使用 OpenMP 的 Gauss Seidel 迭代求解器不收敛
Gauss Siedel iterative solver using OpenMP does not converge
我想使用 OpenMP 编写一个 Gauss Siedel 迭代求解器。我的求解器没有收敛到正确的结果,我也不知道为什么。
控制方程是稳态热方程:del^2(T)=S
,其中 S
是热源函数。 S=-35*pi/2*cos(pi*x/2)*cos(3*pi*y/2)*cos(5*pi*z/2)
我在 dowhile 循环中实现了 OpenMP,因为它不允许我从 do while 循环开始并行。有没有办法把do while循环改成do循环?
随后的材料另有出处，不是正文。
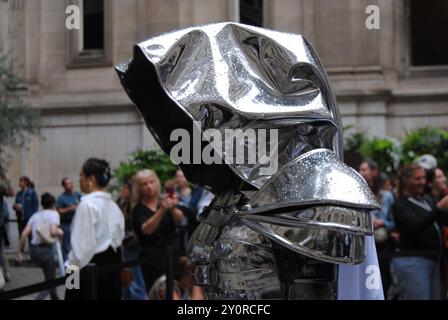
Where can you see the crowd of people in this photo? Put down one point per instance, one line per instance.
(145, 223)
(148, 220)
(409, 229)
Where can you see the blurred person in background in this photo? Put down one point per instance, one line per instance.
(66, 206)
(97, 233)
(135, 288)
(183, 286)
(418, 219)
(154, 221)
(26, 203)
(436, 188)
(43, 227)
(383, 222)
(192, 201)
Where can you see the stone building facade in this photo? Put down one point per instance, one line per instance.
(69, 73)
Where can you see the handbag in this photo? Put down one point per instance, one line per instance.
(126, 277)
(43, 230)
(381, 235)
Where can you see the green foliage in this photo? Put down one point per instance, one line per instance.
(18, 120)
(384, 152)
(390, 153)
(155, 160)
(426, 141)
(354, 141)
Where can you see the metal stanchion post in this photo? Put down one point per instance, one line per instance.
(91, 274)
(169, 273)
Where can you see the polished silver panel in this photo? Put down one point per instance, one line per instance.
(319, 217)
(321, 244)
(228, 76)
(265, 235)
(317, 177)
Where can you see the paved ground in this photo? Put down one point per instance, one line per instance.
(25, 275)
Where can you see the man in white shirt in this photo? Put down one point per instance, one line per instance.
(97, 232)
(44, 229)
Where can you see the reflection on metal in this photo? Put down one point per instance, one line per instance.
(277, 235)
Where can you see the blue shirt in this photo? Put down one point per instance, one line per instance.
(28, 200)
(66, 200)
(385, 214)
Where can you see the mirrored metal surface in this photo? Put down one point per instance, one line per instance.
(313, 178)
(319, 217)
(265, 235)
(230, 75)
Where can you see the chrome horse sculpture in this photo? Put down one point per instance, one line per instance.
(268, 233)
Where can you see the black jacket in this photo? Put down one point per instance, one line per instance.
(418, 234)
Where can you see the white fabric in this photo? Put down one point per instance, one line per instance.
(361, 281)
(98, 223)
(43, 217)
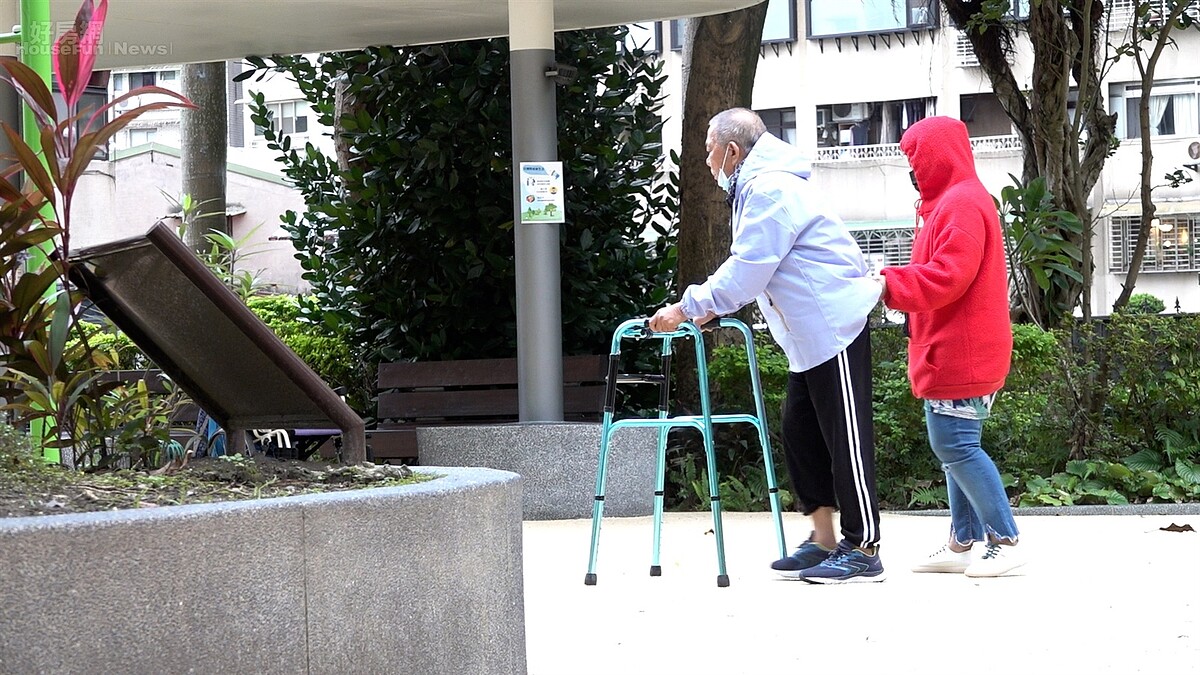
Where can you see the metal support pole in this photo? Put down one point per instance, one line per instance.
(539, 280)
(35, 52)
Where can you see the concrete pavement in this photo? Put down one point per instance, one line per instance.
(1101, 595)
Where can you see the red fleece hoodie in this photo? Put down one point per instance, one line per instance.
(955, 288)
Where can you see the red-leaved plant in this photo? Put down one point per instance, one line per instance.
(41, 380)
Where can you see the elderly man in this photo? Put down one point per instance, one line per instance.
(798, 260)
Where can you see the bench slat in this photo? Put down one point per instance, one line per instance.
(496, 404)
(480, 372)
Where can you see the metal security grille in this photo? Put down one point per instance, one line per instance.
(1171, 245)
(894, 244)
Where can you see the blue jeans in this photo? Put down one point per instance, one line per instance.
(979, 507)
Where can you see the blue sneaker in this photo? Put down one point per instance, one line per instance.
(846, 565)
(807, 555)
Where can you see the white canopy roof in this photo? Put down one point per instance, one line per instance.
(145, 33)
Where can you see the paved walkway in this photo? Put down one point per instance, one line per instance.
(1102, 595)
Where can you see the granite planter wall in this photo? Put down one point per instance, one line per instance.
(557, 463)
(383, 580)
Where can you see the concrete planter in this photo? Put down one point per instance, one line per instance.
(557, 463)
(383, 580)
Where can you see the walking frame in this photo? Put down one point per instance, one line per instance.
(705, 422)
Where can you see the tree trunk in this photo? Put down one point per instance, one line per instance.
(1146, 28)
(204, 133)
(719, 65)
(1069, 155)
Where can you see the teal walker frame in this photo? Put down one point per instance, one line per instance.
(639, 329)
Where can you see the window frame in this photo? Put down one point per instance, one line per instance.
(933, 6)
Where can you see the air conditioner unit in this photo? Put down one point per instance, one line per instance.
(851, 112)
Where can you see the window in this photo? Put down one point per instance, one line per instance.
(1171, 245)
(647, 37)
(148, 78)
(289, 117)
(1173, 108)
(780, 123)
(142, 136)
(780, 23)
(869, 123)
(828, 18)
(883, 244)
(778, 27)
(1121, 12)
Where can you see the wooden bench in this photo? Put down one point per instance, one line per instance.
(468, 392)
(413, 394)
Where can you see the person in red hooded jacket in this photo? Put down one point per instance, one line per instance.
(955, 294)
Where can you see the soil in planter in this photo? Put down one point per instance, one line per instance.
(29, 487)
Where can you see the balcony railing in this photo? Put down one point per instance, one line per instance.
(981, 145)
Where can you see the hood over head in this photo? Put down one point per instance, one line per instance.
(939, 150)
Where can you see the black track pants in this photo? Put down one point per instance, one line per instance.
(829, 440)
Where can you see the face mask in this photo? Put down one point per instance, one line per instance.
(723, 179)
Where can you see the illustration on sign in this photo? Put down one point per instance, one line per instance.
(541, 192)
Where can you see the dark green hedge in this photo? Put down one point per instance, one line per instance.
(1147, 447)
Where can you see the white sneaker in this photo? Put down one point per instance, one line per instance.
(996, 561)
(945, 560)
结果在没有并行计算的情况下收敛了,但是加入了openmp之后,就不再收敛了。
这是我的代码:
PROGRAM GAUSS_MP
USE omp_lib
IMPLICIT NONE
REAL*8, DIMENSION(:,:,:), ALLOCATABLE :: S, T
REAL*8 :: X, Y, Z
REAL*8, PARAMETER :: PI=2*ASIN(1.0)
REAL*8 :: DX ! STEP SIZE DX=DY=DZ
REAL*8, PARAMETER :: TOL=1.0E-5 ! TOLERANCE
REAL*8 :: DUMAX
REAL*8 :: T_OLD
REAL*8 :: T1,T2
INTEGER, PARAMETER :: N=100 ! GRID NUMBER, START FROM 1
INTEGER, PARAMETER :: ITERMAX=1E5 ! MAXIMUM ITERATION
INTEGER :: I, J, ITER, K
INTEGER :: POINT_NUM
INTEGER, PARAMETER :: NUM_THREADS=32
! INTEGER :: A
! INITIALIZE OPENMP THREADS
CALL OMP_SET_NUM_THREADS(NUM_THREADS)
! COMPUTE STEP SIZE
DX=2.0/REAL(N-1, KIND=8)
! PRINT *, "DX=", DX
! INITIALIZE THE T ARRAYS AND S(I)
ALLOCATE(S(N,N,N), T(N,N,N))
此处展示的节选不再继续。